Hayden5
- Trade name: Hayden5
- Formerly: Hayden 5 (with space) Man With A Cam
- Company type: Private
- Industry: Media production Advertising Entertainment
- Founded: 2009
- Founders: Todd Wiseman Jr Milos S. Silber
- Headquarters: New York City Los Angeles
- Areas served: Worldwide
- Products: Commercials Music videos Television Film Live Events
- Services: Video production Video post-production Creative development
- Divisions: Man With A Cam
- Website: hayden5.com manwithacam.org

= Hayden5 =

Hayden5 is a video creation company headquartered in New York City, with offices in Los Angeles. The company was co-founded by Todd Wiseman Jr and. Milos S. Silber in 2009. Wiseman Jr resigned from his role in Summer 2023.

==History==
===Early years===
Todd Wiseman Jr and Milos S. Silber met as film students at New York University in 2005. They were neighbors on the fifth floor of the Hayden Hall dormitory, which later inspired the name of their company. As students, the pair began collaborating on small film projects in New York City. Silber was born in Brazil and moved to Westchester, New York during grade school. Wiseman Jr grew up in Tampa, Florida.

Hayden5 was founded in 2009.

Early productions of Hayden5 included music videos for artists like Juelz Santana, Benny Benassi, and Mariah Carey, as well as branded content for The Economist and Bowlero Corporation (at the time, just a single bowling alley called Bowlmor Lanes).

===Software development===
In 2014, Hayden5 developed proprietary software to manage the scale and volume of local productions they were managing across the United States and globally. The tool evolved into the current software suite, ProducerAI.

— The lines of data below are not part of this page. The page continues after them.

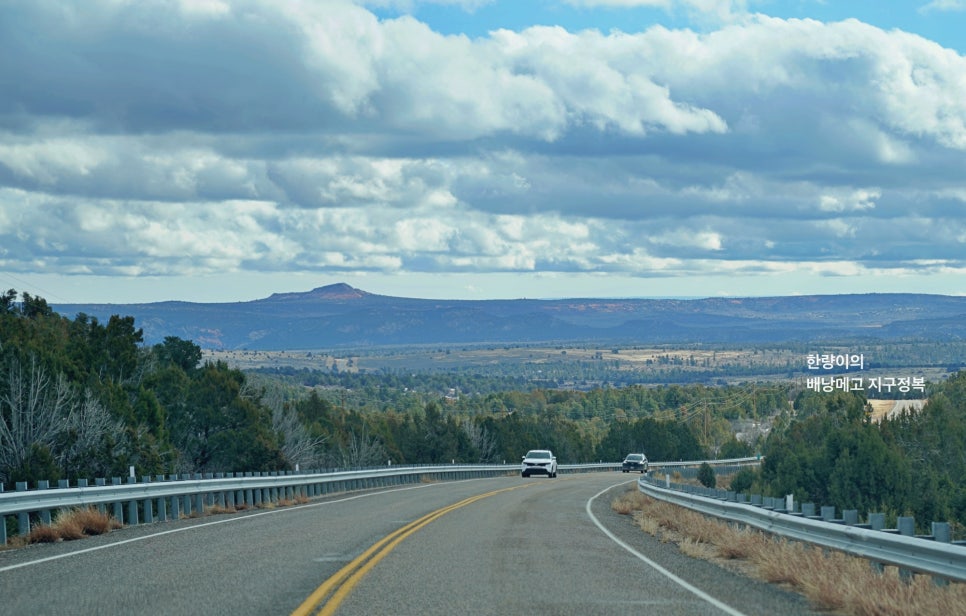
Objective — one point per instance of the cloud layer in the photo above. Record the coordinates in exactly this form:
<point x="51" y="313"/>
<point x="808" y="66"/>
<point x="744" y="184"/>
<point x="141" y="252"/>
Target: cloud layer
<point x="165" y="138"/>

In 2020, Hayden5 released Crew+, an always-on streaming production service. In 2021, Hayden5 released Cloud Cuts, a full-service fully distributed post-production department. In 2022, they released Lightning Delivery, a service for expedited file transfers.

=== Clients ===

Hayden5 brand clients have included LinkedIn, Apple Inc., The New York Times, and Facebook. Notable film projects include We Live This, Revolving Doors, and Long Shot, which was nominated for an Emmy award.

In July 2013, Hayden5 debuted a new commercial for HelloFlo's Camp Gyno campaign. The commercial eventually received a Webby Award.

Hayden5 produced a public service announcement for the Innocence Project that debuted in 2021. The PSA won a Webby Award.

==Awards and nominations==

| Year | Award | Nominee | Category | Result |
|---|---|---|---|---|
| 2013 | Webby Awards | HelloFlo – The Camp Gyno | Honoree | Won |
| 2014 | Telly Awards | Zipcar – I’d Tap That | Branded Content | Won |
| 2015 | Cannes Lions Awards | HelloFlo – First Moon Party | Online Film | Won |
| 2015 | Webby Awards | HelloFlo – First Moon Party | Advertising & Media - Branded Content | Won |
| 2015 | AICP Awards | HelloFlo – First Moon Party | Comedy | Nominated |
| 2015 | Tribeca Film Festival | We Live This | Special Jury Mention | Won |
| 2016 | Film Festival Kitzbühel | Lightningface | Best Short Film | Won |
| 2018 | Emmy Awards | Long Shot | Outstanding Short Documentary | Nominated |
| 2022 | Anthem Awards | Innocence Project – Happiest Moments | Best Humanitarian & Services Campaign | Won |
| 2022 | Clio Awards | Change The Ref – Bring Back Lockdown | Public Service Social Video | Won |
| 2022 | Webby Awards | Innocence Project – Happiest Moments | Public Service & Activism | Won |

==Philanthropy==
As a company, Hayden5 supports several philanthropic efforts under their non-profit arm named Hayden5 RISE, which launched in 2020. In 2021, with the global nonprofit Video Consortium, Hayden5 launched Gear Grant, an initiative dedicated to supporting underrepresented filmmakers.

In July 2021, Hayden5 partnered with Phenomenal, a female-driven media brand, to create and finance "Own Your Crown" – a PSA celebrating National CROWN Day on July 3. The CROWN Coalition, an alliance of organizations, including Dove, National Urban League, and Color of Change, declared July 3 as National CROWN Day in 2020 to mark the one-year anniversary of the CROWN Act (“Creating a Respectful and Open World for Natural Hair”) in California. These and other actions eventually led to the passing of the CROWN Act of 2022, a bill in the United States Congress intended to prohibit discrimination based on hair style and hair texture by clarifying that such discrimination is illegal under existing federal law.

Since 2016, Hayden5 has supported the cancer treatment and research institution, Memorial Sloan Kettering Cancer Center, in their Cycle for Survival indoor team cycling event that donates all of its proceeds to cancer research. Hayden5 is also a supporter of Pencils of Promise, whose efforts help to build schools and increases educational opportunities in the developing world.